This article originally appeared in our Elevenses newsletter.
It’s a familiar tale for the British public. A new government elected on promises of hope and change makes a screeching U-turn the moment they realise the national piggy bank has nothing but a couple of coppers and a loose button rattling around inside. In 2010, David Cameron warned that there were “difficult decisions” ahead as he laid the ground for George Osborne’s painful austerity programme, saying: “Because the legacy we have been left is so bad, the measures to deal with it will be unavoidably tough”. Fourteen years later a new Labour prime minister has just repeated the message almost verbatim in the Downing Street rose garden, saying “tough decisions” are needed to rebuild the country from “rubble and ruin” left by the Tories.
Underscoring Starmer’s first major speech as prime minister was the suggestion that Labour had no idea how bad Britain’s financial situation was. The Labour leader said “things are worse than we ever imagined” because of a £22 billion “black hole” in the public finances, claiming to have found out last week that the Tories had borrowed almost £5 billion more than the Office for Budget Responsibility expected. That, I find hard to believe. Labour will have known full well that the coffers had run dry under successive Conservative administrations, but will have also known that by being upfront about the situation with voters ahead of the election, there would have been no landslide majority. To borrow ‘that’ Jack Nicholson quote, you want the truth? You can’t handle the truth!

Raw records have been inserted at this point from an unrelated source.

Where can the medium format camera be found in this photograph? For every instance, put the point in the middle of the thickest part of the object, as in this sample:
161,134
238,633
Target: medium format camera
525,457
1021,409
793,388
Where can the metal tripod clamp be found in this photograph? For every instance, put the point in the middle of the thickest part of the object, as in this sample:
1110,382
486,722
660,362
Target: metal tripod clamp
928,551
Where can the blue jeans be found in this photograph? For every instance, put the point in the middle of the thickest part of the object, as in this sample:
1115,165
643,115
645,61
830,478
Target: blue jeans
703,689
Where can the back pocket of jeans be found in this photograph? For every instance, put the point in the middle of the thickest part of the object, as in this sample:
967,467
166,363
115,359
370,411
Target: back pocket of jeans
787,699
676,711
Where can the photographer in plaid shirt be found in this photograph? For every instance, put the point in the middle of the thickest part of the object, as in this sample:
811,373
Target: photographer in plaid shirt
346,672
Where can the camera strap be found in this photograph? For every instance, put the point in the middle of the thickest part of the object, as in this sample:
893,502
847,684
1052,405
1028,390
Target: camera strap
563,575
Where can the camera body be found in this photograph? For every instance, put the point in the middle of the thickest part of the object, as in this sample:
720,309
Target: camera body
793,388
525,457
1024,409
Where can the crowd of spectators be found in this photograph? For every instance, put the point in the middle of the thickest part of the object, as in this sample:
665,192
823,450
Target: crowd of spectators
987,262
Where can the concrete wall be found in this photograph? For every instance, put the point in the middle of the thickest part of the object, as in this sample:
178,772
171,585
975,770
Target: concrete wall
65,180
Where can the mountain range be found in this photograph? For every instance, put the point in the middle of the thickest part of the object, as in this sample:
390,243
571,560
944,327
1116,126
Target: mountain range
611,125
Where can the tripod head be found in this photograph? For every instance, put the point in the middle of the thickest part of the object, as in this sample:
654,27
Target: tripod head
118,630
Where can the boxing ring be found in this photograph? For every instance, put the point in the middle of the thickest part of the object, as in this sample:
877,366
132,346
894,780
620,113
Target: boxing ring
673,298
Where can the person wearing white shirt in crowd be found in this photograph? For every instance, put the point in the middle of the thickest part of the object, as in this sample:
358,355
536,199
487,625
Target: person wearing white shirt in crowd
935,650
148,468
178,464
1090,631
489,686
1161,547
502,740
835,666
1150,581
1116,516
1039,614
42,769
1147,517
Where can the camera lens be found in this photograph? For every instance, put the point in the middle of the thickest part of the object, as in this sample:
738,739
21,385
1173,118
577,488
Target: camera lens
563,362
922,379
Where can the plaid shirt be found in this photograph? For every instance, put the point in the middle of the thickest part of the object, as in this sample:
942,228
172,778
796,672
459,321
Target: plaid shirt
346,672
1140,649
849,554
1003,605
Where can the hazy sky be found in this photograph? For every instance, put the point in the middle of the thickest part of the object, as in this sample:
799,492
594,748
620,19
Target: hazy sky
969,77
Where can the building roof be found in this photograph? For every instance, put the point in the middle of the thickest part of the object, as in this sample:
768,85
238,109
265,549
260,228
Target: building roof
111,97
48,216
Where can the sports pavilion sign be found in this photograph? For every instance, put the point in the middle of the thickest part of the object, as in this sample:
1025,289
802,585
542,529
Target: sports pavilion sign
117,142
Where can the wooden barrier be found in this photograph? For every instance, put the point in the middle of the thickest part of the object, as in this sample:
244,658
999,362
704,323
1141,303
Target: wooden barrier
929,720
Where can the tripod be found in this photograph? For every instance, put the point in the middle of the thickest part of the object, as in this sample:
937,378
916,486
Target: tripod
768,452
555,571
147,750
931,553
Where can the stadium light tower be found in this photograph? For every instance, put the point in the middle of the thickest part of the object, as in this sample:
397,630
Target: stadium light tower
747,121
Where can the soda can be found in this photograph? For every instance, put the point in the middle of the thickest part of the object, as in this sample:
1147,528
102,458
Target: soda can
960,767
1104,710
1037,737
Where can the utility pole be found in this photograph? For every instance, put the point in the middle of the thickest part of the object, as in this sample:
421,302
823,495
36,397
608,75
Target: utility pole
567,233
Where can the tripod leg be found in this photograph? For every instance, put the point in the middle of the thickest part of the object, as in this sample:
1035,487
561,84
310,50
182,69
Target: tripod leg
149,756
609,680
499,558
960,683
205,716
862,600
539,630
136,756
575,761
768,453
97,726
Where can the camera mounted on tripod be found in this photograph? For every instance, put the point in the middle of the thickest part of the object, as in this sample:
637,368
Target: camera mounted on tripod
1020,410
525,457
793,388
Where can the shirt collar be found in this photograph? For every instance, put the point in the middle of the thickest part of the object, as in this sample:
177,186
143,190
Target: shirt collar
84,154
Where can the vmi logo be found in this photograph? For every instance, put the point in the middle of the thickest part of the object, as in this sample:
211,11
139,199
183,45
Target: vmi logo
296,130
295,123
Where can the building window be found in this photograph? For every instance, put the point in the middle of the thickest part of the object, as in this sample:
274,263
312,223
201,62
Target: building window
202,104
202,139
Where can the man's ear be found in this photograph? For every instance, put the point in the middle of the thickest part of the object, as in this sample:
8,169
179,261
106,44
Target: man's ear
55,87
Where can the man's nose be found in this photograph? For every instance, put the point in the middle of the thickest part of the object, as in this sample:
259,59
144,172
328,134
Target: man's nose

The reality is that Labour has been left with an eye-watering tab to pay. We’ve all enjoyed poking fun at Liz Truss and her disastrous, short-lived tenure as prime minister, but her government was responsible for about £30 billion of the fiscal hole which the Treasury put at £60 billion in 2022, all of which was known to Jeremy Hunt when he made tax cuts ahead of the General Election. And recouping money is actually the least of Starmer’s concerns. As he has pointed out, he chaired Cobra meetings with daily checks on the number of prison places available during the riots, which have fallen to under 100 for men in England and Wales. Similar shortages will probably apply to hospital beds come the winter, and “no prime minister should ever be in that position”.
But if we’re to get real about the scale of the problem, it’s also only right that we get real about the causes of it too, which is why Starmer preceded his rose garden speech by jumping on the first flight to the continent to gladhand European leaders. The cost of Brexit to the UK economy dwarfs any damage caused by Liz Truss. It outstrips the economic harm wrought by Covid or the inflationary pressure incurred by the war in Ukraine, and worst of all, it is entirely self-inflicted. If Starmer is genuinely concerned about lost tax receipts or economic growth, then he knows where he’ll find the answers. In his words, not mine, we must “turn a corner on Brexit” and take a “once-in-a-generation opportunity to reset Britain’s relationship with Europe so we can deliver for the British people”. Only then can we start talking about ‘change’ and ‘hope’ in any meaningful way.